Thursday, August 31, 2006

the piano sits quietly,
aloof, alone, silent.

i have retreated to the couch,
cowering under the weight of listlessness.



my creativity has gone on vacation,

my emotions have resurrected the angst
and i wish the day would swallow me whole.

sleep is such a sweet drug for melancholics.
we consume bottles of it's sticky syrup.
fighting responsibilty, slinking off to dreamland,
hoping our restless minds surrender without delay.

i was so sure.
I had left this place.

i was wrong,
and I cannot decide.
what is driving my disappointment?

should I regret my haste in declaring my sanity?
perhaps I should rue it's demise.
But, here I am again,
silenced by my sulleness.

the piano turns away
and my soul rages at my inactivity.

5 Comments:

Blogger gracie said...

wow.... apart from the fact that I'm now worried about you...I love your personification of the piano - it's perfect.

11:49 PM  
Blogger Cat said...

you up to talking sometime Billy?
would love to catch up

xx

2:46 PM  
Blogger S.L. Corsua said...

May your mind and soul find peace. May your words find their way from your core to the blank paper. May the writer in you flourish once again.

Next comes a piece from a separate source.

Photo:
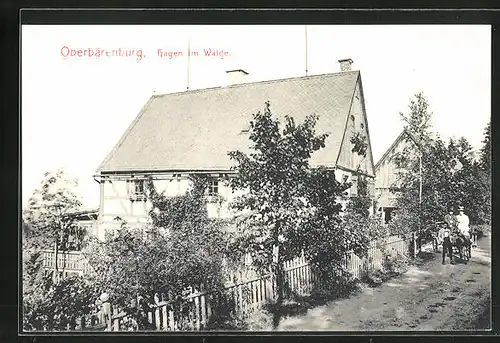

Be blessed. ^_^ I read your works every now and then, and admire the way you express your sentiments.

11:17 AM  
Blogger Erin said...

Can't make the heavyness any lighter,
or make the darkness pass any faster.
But if I can sit with you through this
I gladly will.

11:38 AM  
Blogger billy said...

ah wilsonian, you are a precious soul. Thank you.